Alfonsina Storni (1891-1938), poet, journalist and playwright.Alfonsina Storni (1891-1938), poet, journalist and playwright.

“You want it to be dawn, you want it to be sparkling, you want it to be mother of pearl. That I am a lily Above all chaste. With a light scent. Closed corolla. Not a ray of filtered moonlight “It has never been seen. Not even a daisy can be called my sister. You want snow, you want me white, you want me dawn. You who had all the cups at hand, of fruit and honey, your purple lips. You who left their meat at the banquet covered with branches, celebrating Bacchus. You who in the black gardens of deception, dressed in red, ran to the massacre. You, who keep your skeleton intact, I still don’t know by what miracles, you claim to be white (God forgive you), you claim to be chaste (God forgive you), you claim to be the dawn! Flee to the forests, go to the mountains; wipe your mouth; live in huts; touch the wet earth with your hands; nourish the body with bitter root; drink from the rocks; sleep on the frost; renew the tissues with saltpeter and water: speak to the birds and bring them to the dawn. And when the flesh is restored to you, and when you have put into them the soul that was entangled in the bedchambers, then, good man, pretend me white, pretend me snowy, pretend me chaste.”
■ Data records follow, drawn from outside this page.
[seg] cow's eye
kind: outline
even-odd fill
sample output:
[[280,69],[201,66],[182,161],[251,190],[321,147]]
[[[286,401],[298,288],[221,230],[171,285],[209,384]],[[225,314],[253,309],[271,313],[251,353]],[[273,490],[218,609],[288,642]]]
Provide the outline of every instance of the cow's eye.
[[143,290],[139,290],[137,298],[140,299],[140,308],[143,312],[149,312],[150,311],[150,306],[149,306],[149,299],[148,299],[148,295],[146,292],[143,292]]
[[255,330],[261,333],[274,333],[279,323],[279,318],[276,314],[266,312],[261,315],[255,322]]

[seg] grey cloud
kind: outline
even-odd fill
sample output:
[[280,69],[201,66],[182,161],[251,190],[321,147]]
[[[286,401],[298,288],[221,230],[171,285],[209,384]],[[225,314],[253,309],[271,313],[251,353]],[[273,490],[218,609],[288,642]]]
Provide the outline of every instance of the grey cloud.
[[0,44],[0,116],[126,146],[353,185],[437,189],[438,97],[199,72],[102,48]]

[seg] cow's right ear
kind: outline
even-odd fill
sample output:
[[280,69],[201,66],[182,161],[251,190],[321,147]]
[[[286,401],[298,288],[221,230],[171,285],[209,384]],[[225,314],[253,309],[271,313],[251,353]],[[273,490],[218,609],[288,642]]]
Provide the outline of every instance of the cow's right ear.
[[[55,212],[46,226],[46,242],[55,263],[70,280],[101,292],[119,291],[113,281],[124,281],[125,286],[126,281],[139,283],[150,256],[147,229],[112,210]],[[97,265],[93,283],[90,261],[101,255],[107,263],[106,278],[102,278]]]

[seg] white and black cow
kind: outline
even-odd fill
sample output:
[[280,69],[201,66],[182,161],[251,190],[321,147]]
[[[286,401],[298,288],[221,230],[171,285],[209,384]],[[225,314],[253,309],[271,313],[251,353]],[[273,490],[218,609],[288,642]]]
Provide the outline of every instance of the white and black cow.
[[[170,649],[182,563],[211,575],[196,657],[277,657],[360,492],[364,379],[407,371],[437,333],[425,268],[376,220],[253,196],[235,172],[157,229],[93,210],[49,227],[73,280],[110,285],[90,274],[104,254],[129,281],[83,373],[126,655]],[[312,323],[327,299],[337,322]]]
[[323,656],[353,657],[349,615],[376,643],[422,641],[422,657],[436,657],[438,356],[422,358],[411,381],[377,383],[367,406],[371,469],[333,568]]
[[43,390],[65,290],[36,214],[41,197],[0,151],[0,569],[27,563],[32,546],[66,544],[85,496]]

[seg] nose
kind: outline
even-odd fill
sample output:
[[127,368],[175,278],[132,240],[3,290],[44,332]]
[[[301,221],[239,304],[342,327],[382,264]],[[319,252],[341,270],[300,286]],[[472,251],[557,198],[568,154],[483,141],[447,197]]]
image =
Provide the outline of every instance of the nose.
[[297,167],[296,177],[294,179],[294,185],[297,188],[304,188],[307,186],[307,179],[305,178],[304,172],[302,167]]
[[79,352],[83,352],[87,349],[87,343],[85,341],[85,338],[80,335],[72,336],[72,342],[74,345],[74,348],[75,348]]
9. The weather by Juana de Ibarbourou

“Take me now that it is still early and that I have new dahlias in my hand. Take me now that this taciturn hair of mine is still dark. Now that I have fragrant flesh and clean eyes and rosy skin. Now that my light sole adapts to the living sandal of spring. Now that laughter rings on my lips like a hastily shaken bell. Then… ah, I know that later I won’t have any more! That then your desire will be useless, like an offering placed on a mausoleum. Take me now while it is still early and my hand is rich in tuberose! Today and not later. Before night falls and the fresh corolla becomes withered. Today and not tomorrow. O lover! can’t you see? that the climbing plant become cypress?”
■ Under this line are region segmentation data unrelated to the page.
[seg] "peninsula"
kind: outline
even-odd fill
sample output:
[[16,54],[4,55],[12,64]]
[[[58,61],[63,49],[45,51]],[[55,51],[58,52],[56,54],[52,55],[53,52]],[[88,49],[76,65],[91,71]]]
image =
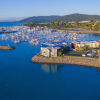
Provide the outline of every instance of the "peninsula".
[[56,57],[48,58],[36,55],[32,58],[32,62],[35,63],[48,63],[48,64],[71,64],[71,65],[81,65],[89,67],[100,67],[100,58],[88,58],[88,57]]
[[10,46],[0,46],[0,50],[13,50],[14,48]]

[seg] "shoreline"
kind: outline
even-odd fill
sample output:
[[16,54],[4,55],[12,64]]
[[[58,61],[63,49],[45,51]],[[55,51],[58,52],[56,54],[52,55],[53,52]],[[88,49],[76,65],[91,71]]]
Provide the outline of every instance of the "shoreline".
[[14,48],[10,46],[0,46],[0,50],[13,50]]
[[88,58],[88,57],[76,57],[76,56],[48,58],[36,55],[32,58],[32,62],[46,63],[46,64],[80,65],[80,66],[100,68],[100,58]]

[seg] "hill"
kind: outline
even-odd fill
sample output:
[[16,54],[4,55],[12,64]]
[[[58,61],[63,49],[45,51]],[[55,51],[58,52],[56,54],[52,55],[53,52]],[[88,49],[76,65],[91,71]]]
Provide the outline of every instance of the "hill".
[[86,14],[71,14],[57,18],[56,21],[86,21],[86,20],[100,20],[99,15],[86,15]]
[[52,21],[85,21],[85,20],[100,20],[99,15],[86,15],[86,14],[70,14],[65,16],[33,16],[21,20],[20,22],[26,23],[50,23]]
[[20,22],[26,22],[26,23],[50,23],[56,19],[58,19],[60,16],[33,16],[26,19],[21,20]]

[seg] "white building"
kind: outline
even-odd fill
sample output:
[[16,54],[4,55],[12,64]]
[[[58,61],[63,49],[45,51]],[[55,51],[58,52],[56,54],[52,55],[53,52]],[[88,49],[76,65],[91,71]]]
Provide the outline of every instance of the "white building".
[[44,57],[57,57],[60,49],[60,47],[42,47],[41,55]]
[[89,46],[90,48],[96,48],[100,46],[100,43],[97,41],[85,41],[77,43],[78,47]]

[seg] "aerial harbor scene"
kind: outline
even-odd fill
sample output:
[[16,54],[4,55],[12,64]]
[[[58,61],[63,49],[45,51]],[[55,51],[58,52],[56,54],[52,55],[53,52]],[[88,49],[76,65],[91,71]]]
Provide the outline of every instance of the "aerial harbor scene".
[[1,0],[0,100],[100,100],[100,1],[76,1]]

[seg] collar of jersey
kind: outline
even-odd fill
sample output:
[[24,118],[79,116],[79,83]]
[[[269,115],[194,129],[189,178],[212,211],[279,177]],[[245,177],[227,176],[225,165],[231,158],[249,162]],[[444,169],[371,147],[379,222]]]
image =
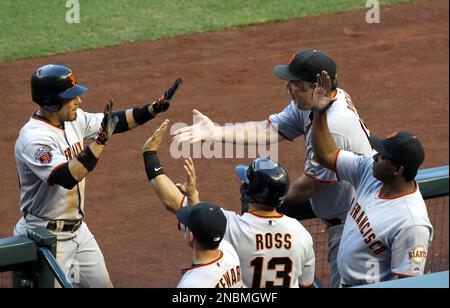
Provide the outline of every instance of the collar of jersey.
[[213,263],[216,263],[220,259],[222,259],[222,257],[223,257],[223,252],[222,252],[222,250],[219,250],[219,256],[217,257],[217,259],[214,259],[214,260],[212,260],[211,262],[208,262],[208,263],[195,264],[195,265],[192,265],[191,267],[183,268],[182,271],[190,271],[190,270],[195,269],[195,268],[211,265]]
[[255,212],[248,212],[248,213],[253,216],[259,217],[259,218],[281,218],[281,217],[283,217],[283,214],[279,214],[278,216],[275,216],[275,215],[264,216],[264,215],[256,214]]
[[62,122],[62,124],[60,126],[57,125],[53,125],[52,123],[50,123],[49,120],[47,120],[46,117],[44,117],[43,115],[40,115],[39,113],[35,112],[33,113],[33,115],[31,116],[33,119],[44,122],[45,124],[51,125],[53,127],[59,128],[64,130],[64,122]]
[[400,194],[398,196],[393,196],[393,197],[382,197],[381,196],[383,194],[383,188],[384,188],[384,185],[383,185],[383,186],[381,186],[380,191],[378,192],[378,198],[383,199],[383,200],[392,200],[392,199],[401,198],[401,197],[404,197],[407,195],[411,195],[411,194],[415,193],[417,191],[417,188],[419,187],[419,185],[417,184],[417,181],[415,181],[415,180],[414,180],[414,184],[415,184],[415,186],[414,186],[413,190],[403,193],[403,194]]

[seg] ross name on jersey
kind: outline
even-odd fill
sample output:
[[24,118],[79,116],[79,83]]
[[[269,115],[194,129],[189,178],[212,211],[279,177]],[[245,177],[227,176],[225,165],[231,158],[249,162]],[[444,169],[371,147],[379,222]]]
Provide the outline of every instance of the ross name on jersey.
[[223,274],[222,278],[216,284],[216,288],[231,288],[241,280],[241,267],[238,265]]
[[370,226],[369,216],[367,216],[365,211],[361,211],[361,205],[359,205],[358,202],[355,202],[355,199],[352,200],[352,204],[353,206],[349,211],[350,217],[358,226],[367,247],[369,247],[374,255],[379,255],[386,250],[386,246],[384,246],[381,241],[377,240],[377,236]]
[[256,234],[255,236],[256,242],[256,250],[265,250],[265,249],[291,249],[291,235],[289,233],[281,234],[281,233],[265,233],[265,234]]

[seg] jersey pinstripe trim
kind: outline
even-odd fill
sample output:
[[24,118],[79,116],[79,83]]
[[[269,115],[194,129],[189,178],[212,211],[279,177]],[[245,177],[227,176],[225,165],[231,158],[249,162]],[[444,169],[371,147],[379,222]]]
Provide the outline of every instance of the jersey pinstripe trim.
[[53,185],[53,176],[55,174],[55,171],[58,170],[59,168],[61,168],[62,165],[64,165],[66,163],[60,163],[58,166],[56,166],[55,168],[53,168],[53,170],[50,172],[50,175],[47,178],[47,184],[48,185]]

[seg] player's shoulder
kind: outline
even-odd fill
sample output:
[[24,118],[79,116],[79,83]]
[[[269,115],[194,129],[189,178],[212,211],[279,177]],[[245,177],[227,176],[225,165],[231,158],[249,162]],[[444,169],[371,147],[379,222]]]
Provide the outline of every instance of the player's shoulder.
[[29,144],[52,144],[55,142],[55,132],[47,127],[49,124],[42,123],[34,118],[21,128],[16,141],[16,148],[25,148]]
[[222,240],[219,245],[219,249],[224,253],[224,255],[229,255],[232,257],[237,257],[238,254],[234,249],[233,245],[231,245],[228,241]]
10.I love you by Mario Benedetti

“Your hands are my caress my daily ropes I love you because your hands work for justice if I love you it is because you are my love my accomplice and everything and on the street side by side we are much more than two your eyes are my spell against the evil day I love you for your gaze that watches and sows future your mouth which is yours and mine your mouth does not make mistakes I love you because your mouth knows how to shout rebellion if I love you it is because you are my my love accomplice and everything and on the street side by side We are much more than two and for your sincere face and your wandering step and your crying for the world because you are a people I love you and because love is not an aura nor a frank morals and since we are a couple who knows they are not alone I love you in my paradise is to say that in my country people live happily even if they don’t have permission, if I love you it’s because you are my love, my accomplice and everything , and on the street side by side we are much more than two.”